Я не веду бесед с незнакомцами, особенно неконтролируемо болтливыми, дерзкими дамочками. И уж точно не обнимаюсь с ними. Не могу вообще вспомнить, когда в последний раз обнимал женщину. Ощущение такое незнакомое, но всё же приятное.
Всё мое тело, кажется, напряжено от этого приятного соприкосновения, кожа чувствительная и горячая под всеми слоями одежды. Я так сильно хочу ее снять. Хочу, чтобы кожа соприкасалась с кожей, теплом и бархатистой плотью Софи.
Не стану думать о том факте, что ее чертовы пальцы проникли под рубашку и гладили мой живот. Призрак этого прикосновения всё еще обжигает, словно клеймо на моей коже.
Как только она начала играть с пуговками моей рубашки, я стал чувствительным и болезненно твердым. И сейчас на грани того, чтобы позволить ей обнаружить данный факт. И что же тогда случится? Я бы стал умолять ее сжать мой член и по-дружески погладить его вверх-вниз. Вероятно, я бы пообещал ей всё что угодно, лишь бы она продолжила ко мне прикасаться.
По крайней мере, я не решаюсь сказать всё это вслух. Не имею ни малейшего понятия, что эта женщина скажет или сделает в следующую секунду. И для человека, чья жизнь вращается вокруг контроля всех и всего, это странное влечение кажется нежелательным и вызывающим беспокойство.
Хотя всё это намного лучше, чем безумный страх, что одолевал меня до того, как Софи Дарлинг приклеилась к моему телу, словно пиявка.
Я пользуюсь нашей близостью, чтобы хорошенько разглядеть ее. Сперва я думал, что она симпатичная, и ничего особенного в ее внешности нет. Как же я ошибался.
Ее четкий профиль на фоне моей серой жилетки представляет собой изящные кривые, мягкие дуги и тонкие линии — не просто симпатичное лицо, а прелестно красивое. Однако меня захватывает вид ее кожи.
Я бывал с женщинами различного цвета кожи — от насыщенно шоколадного до бледно-молочного — и это никогда не служило фактором общей основы женской красоты. Короче говоря, кожа, ее цвет и фактура никогда не значили для меня ничего особенного.
Но кожа Софи Дарлинг прекрасна. Потому что она сияющая, невероятно гладкая и красивая, далеко не просто приятная на вид. Золотой оттенок напоминает мне о песочном печенье. И опять же, всё в Софи напоминает мне о каких-то сладких лакомствах. Заманчивых, но по итогу негативно сказывающихся на вашем здоровье.

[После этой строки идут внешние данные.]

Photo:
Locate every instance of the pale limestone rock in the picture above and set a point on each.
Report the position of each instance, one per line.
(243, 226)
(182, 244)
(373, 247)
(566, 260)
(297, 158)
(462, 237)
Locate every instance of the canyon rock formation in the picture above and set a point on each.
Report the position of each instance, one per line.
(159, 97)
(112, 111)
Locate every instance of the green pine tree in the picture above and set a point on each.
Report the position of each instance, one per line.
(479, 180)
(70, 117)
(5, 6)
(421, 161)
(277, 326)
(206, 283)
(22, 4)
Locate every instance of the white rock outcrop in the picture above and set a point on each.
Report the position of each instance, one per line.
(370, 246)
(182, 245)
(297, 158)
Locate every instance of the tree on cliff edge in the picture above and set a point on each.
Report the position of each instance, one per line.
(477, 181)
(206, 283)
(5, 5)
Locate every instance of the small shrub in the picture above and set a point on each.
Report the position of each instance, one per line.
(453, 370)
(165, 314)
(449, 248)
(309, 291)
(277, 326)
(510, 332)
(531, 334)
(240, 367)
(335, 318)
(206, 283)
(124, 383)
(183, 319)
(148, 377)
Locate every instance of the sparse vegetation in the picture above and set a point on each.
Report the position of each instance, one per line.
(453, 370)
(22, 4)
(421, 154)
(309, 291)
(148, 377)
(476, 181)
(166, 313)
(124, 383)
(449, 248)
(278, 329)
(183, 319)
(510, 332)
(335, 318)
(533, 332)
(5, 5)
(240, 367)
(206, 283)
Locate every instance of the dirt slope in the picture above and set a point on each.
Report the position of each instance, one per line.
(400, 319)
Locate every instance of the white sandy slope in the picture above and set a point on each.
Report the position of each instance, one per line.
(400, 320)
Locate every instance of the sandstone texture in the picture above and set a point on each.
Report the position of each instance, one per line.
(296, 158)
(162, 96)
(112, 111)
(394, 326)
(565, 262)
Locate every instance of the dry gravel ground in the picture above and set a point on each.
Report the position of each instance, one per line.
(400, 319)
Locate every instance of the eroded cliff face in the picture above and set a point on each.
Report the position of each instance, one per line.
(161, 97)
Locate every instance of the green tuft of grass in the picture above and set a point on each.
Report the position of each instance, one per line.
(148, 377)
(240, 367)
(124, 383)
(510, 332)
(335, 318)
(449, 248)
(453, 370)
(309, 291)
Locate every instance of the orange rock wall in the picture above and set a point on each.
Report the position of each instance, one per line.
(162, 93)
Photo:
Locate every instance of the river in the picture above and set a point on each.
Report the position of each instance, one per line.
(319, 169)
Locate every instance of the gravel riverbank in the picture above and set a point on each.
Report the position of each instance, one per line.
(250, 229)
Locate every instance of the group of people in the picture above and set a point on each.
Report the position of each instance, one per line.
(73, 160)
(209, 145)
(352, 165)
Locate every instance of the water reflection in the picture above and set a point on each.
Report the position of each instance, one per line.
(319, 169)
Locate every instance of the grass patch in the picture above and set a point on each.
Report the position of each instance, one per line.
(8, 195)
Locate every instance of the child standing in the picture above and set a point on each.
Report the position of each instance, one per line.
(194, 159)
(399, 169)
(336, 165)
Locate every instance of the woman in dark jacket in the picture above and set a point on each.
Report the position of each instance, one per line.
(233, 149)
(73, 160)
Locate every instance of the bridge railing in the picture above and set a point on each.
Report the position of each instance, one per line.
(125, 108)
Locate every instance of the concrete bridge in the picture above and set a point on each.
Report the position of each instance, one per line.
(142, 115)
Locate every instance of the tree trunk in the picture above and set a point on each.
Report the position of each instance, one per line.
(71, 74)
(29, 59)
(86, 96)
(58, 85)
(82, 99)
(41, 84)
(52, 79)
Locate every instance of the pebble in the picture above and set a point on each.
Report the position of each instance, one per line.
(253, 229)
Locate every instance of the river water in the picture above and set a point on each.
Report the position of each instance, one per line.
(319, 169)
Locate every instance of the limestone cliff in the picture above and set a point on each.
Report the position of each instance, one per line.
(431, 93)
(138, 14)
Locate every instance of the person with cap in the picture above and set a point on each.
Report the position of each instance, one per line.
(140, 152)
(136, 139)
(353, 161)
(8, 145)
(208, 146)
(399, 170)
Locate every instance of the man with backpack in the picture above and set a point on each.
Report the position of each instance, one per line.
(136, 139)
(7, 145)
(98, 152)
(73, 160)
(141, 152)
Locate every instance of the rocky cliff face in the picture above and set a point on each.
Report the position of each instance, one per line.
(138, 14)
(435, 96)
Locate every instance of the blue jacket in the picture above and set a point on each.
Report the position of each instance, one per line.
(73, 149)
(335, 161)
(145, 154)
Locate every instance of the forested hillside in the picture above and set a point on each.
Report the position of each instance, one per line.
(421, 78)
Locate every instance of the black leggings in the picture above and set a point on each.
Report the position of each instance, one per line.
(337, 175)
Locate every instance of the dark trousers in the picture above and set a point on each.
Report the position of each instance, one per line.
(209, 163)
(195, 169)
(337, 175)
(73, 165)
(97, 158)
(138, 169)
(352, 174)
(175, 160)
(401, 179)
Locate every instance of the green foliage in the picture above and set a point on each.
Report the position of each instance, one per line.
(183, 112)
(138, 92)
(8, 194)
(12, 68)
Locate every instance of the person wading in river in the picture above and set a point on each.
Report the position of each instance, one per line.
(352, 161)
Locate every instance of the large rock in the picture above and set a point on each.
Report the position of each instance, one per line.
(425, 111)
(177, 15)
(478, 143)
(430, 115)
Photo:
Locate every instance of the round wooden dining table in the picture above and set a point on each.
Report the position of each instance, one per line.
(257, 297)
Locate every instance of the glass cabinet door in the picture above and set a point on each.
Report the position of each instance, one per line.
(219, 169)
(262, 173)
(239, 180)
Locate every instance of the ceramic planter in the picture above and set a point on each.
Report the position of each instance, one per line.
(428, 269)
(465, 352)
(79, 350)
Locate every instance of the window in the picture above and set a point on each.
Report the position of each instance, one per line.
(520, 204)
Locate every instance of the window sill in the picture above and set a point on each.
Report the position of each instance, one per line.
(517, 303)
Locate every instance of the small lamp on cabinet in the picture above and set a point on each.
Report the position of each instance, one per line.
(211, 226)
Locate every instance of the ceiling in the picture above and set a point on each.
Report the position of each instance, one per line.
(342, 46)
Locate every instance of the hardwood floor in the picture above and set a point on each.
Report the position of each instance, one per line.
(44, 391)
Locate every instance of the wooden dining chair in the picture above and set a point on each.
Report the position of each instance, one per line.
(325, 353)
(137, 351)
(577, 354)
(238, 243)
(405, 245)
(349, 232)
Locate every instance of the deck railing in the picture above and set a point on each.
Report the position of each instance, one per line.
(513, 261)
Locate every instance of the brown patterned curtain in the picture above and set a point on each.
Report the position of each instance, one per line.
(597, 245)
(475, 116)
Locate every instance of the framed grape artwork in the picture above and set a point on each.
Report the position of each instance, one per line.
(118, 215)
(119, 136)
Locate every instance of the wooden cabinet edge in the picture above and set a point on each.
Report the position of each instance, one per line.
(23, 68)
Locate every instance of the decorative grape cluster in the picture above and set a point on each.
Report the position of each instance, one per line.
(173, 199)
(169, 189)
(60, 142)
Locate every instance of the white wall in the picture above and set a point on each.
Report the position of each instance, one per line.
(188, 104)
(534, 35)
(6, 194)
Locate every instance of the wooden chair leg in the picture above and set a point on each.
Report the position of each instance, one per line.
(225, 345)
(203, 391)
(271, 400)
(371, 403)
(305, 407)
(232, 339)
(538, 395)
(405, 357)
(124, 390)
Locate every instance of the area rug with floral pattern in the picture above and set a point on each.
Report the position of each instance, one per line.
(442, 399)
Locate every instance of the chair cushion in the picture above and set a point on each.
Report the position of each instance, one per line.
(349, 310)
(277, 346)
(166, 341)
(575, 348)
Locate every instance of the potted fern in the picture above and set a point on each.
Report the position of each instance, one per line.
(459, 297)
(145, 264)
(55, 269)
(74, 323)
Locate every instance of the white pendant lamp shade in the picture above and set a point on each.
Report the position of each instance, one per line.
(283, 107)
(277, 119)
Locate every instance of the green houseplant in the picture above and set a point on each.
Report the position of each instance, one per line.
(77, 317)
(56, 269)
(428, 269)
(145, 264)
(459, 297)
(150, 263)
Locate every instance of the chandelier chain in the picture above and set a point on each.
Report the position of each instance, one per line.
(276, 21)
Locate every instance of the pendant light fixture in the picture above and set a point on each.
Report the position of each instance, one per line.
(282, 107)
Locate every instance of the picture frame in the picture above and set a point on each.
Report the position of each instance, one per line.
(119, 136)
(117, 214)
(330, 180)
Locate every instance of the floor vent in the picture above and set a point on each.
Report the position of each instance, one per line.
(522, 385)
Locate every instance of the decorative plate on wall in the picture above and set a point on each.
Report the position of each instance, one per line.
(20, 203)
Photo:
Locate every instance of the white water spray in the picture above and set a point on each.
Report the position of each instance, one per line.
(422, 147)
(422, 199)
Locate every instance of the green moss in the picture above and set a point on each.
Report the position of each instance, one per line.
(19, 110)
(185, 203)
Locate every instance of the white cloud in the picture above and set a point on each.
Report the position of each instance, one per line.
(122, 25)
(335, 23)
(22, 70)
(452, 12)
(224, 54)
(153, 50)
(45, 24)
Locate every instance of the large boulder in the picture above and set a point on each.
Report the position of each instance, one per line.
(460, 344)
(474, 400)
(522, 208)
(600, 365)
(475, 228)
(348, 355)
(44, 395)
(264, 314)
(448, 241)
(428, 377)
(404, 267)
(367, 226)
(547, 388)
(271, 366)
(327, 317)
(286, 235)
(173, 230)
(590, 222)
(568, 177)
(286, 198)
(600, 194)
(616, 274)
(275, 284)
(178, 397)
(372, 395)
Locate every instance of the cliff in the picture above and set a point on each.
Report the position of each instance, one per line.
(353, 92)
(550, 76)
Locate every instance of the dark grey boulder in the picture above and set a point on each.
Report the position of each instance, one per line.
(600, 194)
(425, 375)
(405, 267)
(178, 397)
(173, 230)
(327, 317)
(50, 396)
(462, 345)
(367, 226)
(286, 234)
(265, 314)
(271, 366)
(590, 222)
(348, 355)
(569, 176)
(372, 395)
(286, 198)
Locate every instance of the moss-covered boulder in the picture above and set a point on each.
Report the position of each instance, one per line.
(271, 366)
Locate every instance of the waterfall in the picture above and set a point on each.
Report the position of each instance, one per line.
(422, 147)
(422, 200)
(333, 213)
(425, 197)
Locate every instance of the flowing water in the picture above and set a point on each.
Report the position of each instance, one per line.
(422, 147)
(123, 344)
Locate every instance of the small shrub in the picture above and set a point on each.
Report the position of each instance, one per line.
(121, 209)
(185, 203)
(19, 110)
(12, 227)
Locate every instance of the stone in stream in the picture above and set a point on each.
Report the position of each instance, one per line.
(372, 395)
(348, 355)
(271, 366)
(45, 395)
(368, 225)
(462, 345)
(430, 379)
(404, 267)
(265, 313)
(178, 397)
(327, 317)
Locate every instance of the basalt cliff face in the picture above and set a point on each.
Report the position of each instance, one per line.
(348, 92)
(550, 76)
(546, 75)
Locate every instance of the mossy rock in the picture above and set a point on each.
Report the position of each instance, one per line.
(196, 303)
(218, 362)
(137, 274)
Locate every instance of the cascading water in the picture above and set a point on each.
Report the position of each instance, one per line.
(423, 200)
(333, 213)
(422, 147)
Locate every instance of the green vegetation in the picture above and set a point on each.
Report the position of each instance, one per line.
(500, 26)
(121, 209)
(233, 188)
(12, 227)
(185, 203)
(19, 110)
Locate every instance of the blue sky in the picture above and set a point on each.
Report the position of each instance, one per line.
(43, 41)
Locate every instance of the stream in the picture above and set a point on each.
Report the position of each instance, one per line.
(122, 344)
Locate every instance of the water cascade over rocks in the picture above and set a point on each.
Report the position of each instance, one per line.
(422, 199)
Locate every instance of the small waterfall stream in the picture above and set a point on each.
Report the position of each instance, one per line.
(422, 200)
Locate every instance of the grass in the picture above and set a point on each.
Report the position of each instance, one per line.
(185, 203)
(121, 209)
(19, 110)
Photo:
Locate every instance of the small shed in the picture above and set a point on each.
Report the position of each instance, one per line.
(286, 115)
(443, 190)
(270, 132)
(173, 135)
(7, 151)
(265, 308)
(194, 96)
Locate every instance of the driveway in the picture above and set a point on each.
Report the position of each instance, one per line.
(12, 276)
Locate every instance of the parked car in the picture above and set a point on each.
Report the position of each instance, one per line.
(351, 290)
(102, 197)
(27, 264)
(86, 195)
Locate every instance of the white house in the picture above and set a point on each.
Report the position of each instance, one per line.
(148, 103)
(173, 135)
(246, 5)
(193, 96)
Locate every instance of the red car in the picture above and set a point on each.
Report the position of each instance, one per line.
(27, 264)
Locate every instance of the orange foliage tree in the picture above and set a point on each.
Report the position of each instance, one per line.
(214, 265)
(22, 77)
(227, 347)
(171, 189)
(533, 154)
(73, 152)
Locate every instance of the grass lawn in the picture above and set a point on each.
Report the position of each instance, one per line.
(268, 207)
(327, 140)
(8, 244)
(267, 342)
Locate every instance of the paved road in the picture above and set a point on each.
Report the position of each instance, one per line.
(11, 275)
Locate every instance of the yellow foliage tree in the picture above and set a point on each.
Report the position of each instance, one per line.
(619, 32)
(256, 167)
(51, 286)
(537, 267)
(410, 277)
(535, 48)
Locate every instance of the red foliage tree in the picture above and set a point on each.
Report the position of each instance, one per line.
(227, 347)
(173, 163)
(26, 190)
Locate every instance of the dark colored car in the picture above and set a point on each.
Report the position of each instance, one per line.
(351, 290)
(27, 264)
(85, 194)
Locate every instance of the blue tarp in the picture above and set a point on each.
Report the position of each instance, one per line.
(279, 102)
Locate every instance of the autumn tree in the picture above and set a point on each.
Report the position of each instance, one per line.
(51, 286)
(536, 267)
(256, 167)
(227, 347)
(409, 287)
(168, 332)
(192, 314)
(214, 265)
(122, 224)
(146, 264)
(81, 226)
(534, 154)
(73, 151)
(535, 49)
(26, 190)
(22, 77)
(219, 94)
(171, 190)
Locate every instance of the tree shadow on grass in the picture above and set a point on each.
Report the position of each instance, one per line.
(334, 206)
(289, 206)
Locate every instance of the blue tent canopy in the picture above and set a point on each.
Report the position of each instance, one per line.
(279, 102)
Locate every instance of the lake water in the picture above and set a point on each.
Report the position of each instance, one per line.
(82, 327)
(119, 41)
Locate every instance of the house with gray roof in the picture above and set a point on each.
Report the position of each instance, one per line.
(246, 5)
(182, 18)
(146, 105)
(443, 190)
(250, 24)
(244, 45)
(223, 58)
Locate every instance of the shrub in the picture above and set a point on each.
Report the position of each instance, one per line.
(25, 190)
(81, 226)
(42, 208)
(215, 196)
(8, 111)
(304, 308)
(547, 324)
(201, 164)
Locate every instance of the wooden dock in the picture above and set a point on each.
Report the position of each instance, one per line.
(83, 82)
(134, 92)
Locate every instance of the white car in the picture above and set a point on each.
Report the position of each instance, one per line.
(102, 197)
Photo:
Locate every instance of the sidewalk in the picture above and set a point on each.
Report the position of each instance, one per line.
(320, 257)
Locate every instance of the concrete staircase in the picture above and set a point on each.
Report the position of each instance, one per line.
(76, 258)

Хотя не важно. Чем дольше я смотрю на ее кожу, тем больше хочу коснуться ее и понять, и на ощупь ли она, как атлас. Думаю о Мэрилин Монро, о том, как она выглядела на экране — мерцающая и безупречная. Но ее красота была основана на макияже и хорошем освещении. Я же почти с уверенностью могу сказать, что Софи не использует тональный крем или пудру.
Без моего на то разрешения, моя собственная ладонь движется вдоль ее руки к изгибу плеча, явно направляясь к обнаженной коже девушки. Софи замирает и не двигается, будто концентрируясь на моем действии. Я тоже не шевелюсь, мое сердце бьется о ребра. Я почти могу слышать его крик: «Остановись, стоп, стоп». Но не прислушиваюсь.
Всего одно прикосновение. Всего лишь. Я постараюсь удовлетворить свое любопытство и двинусь дальше.
Кончик пальца легко скользит по краю ее ключицы. И я закрываю глаза, сдерживая стон. Изящнее атласа. Мягче бархата. Гладкая и теплая. Я делаю глубокий вдох и медленно выдыхаю. Моя рука падает на кровать, в безопасную зону.
Так тихо, и этот гребанный самолет продолжает трясти.
Продолжай болтать. О чем угодно.
Я не мастак ведения легких бесед. А это значит, что я погряз в дерьме.
— Зачем ты летишь в Лондон? — мямлю я. — На праздники?